WASHINGTON — Could the proposed change to the food stamp program make more than 500,000 school children no longer automatically eligible for free lunches? One lawmaker says yes.
Rep. Bobby Scout, D-Va., says that the proposal submitted by the U.S. Department of Agriculture did not account for the estimated half-million children who automatically get free meals at school due to their eligibility for food stamps, NBC News reported.
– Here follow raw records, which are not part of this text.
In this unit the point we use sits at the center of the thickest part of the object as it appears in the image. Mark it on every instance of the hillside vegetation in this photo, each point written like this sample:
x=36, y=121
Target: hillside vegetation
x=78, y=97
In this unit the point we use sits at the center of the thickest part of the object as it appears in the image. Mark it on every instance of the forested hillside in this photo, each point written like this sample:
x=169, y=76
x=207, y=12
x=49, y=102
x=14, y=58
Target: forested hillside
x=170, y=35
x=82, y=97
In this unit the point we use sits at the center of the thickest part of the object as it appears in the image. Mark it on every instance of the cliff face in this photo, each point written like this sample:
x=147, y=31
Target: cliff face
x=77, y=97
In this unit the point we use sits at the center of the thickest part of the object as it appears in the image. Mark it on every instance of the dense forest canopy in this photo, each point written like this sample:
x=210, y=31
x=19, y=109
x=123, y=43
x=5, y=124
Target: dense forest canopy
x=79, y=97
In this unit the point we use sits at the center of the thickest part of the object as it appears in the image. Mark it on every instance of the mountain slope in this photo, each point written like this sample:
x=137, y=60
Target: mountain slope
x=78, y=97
Right now, if a family gets food stamps, the students are automatically enrolled in a federal program that gives them free breakfast and lunch while at school. But the USDA has proposed to raise the requirement for food stamps and take into account savings and other assets, CNN reported last week. The requirement changes could remove more than 3 million from the Supplemental Nutrition Assistance Program, or SNAP, the official name for food stamps.
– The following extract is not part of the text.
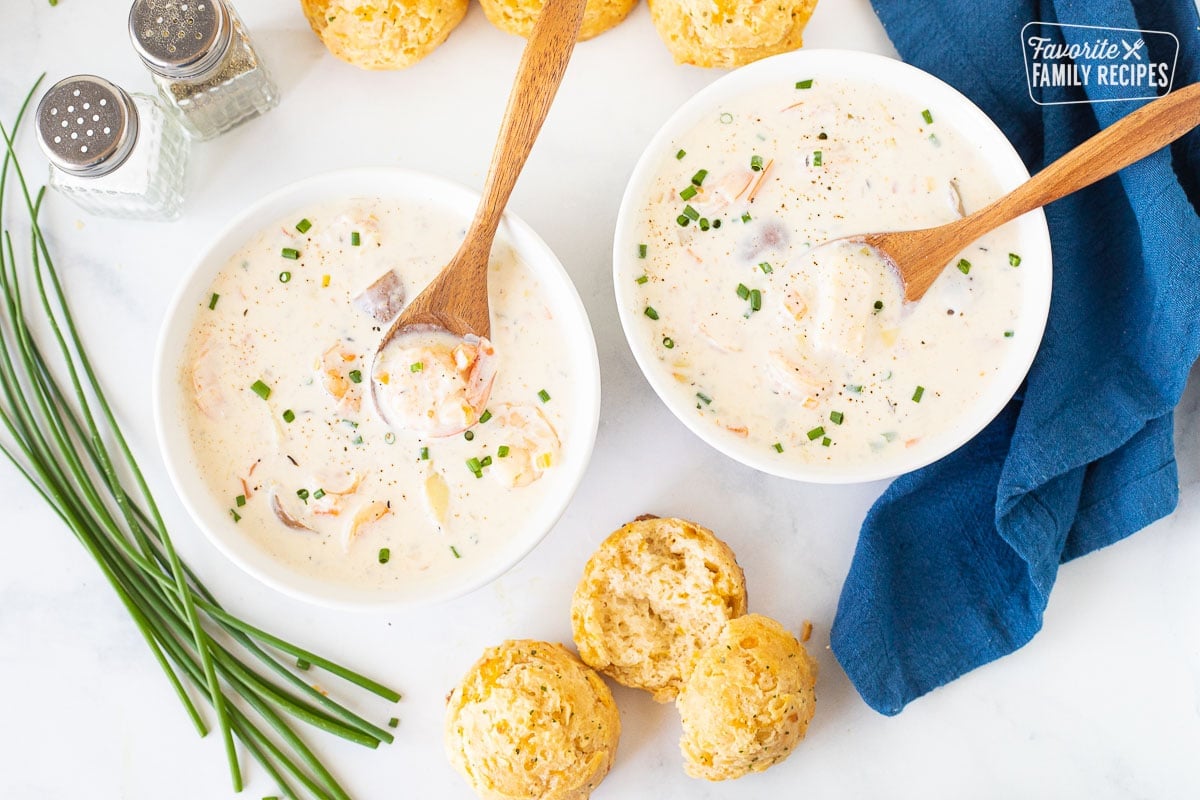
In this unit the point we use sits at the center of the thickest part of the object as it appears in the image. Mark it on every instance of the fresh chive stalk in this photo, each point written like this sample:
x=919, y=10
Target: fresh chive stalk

Scott, who is the chair of the House Committee on Education and Labor, penned a letter to US Agriculture Secretary Sonny Perdue, asking that the USDA spell out how many children could be impacted by the SNAP program change.
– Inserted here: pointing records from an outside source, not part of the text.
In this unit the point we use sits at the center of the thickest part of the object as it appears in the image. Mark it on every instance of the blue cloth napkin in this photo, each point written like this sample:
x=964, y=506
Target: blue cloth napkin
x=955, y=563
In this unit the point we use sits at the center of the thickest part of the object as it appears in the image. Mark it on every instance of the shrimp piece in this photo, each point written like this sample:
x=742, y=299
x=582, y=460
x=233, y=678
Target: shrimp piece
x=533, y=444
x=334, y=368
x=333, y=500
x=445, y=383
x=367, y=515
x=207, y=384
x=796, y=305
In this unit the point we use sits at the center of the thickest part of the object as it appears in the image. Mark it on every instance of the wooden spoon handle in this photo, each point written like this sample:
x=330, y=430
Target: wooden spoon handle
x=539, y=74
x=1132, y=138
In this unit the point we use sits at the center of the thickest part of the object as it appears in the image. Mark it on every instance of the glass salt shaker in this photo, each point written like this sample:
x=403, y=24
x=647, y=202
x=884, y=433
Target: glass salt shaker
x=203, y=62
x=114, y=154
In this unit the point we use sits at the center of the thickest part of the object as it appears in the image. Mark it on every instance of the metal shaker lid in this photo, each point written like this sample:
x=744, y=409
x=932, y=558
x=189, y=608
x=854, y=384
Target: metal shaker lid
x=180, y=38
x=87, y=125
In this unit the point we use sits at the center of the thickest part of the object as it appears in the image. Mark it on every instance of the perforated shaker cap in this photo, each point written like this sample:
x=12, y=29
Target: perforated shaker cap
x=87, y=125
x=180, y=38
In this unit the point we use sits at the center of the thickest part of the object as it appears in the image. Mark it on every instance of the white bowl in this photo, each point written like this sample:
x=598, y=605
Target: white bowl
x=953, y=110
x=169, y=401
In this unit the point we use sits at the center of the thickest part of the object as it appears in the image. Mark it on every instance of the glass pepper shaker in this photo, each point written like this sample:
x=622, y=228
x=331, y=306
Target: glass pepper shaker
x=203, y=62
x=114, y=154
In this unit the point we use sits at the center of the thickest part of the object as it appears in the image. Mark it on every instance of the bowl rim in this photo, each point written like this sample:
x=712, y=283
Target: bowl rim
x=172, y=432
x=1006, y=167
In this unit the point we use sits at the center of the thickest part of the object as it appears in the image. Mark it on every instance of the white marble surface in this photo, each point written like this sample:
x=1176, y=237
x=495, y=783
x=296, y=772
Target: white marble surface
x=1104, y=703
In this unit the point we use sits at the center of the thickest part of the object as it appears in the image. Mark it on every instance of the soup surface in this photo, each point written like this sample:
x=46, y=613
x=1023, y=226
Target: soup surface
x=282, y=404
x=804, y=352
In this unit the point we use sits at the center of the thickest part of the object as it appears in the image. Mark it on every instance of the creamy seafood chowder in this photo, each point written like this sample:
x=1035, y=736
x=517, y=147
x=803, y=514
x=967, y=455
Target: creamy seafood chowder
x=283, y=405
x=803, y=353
During a call between Scott's staff and USDA officials, the agency said that 93 percent of children who do get free lunch benefits would be affected, but would qualify for the reduced meal programs, paying 30 cents for breakfast and 40 cents for lunch, according to NBC News.
Families, however, would have to apply separately for the school meal benefits, instead of automatically being enrolled due to their eligibility for SNAP benefits, NBC News reported.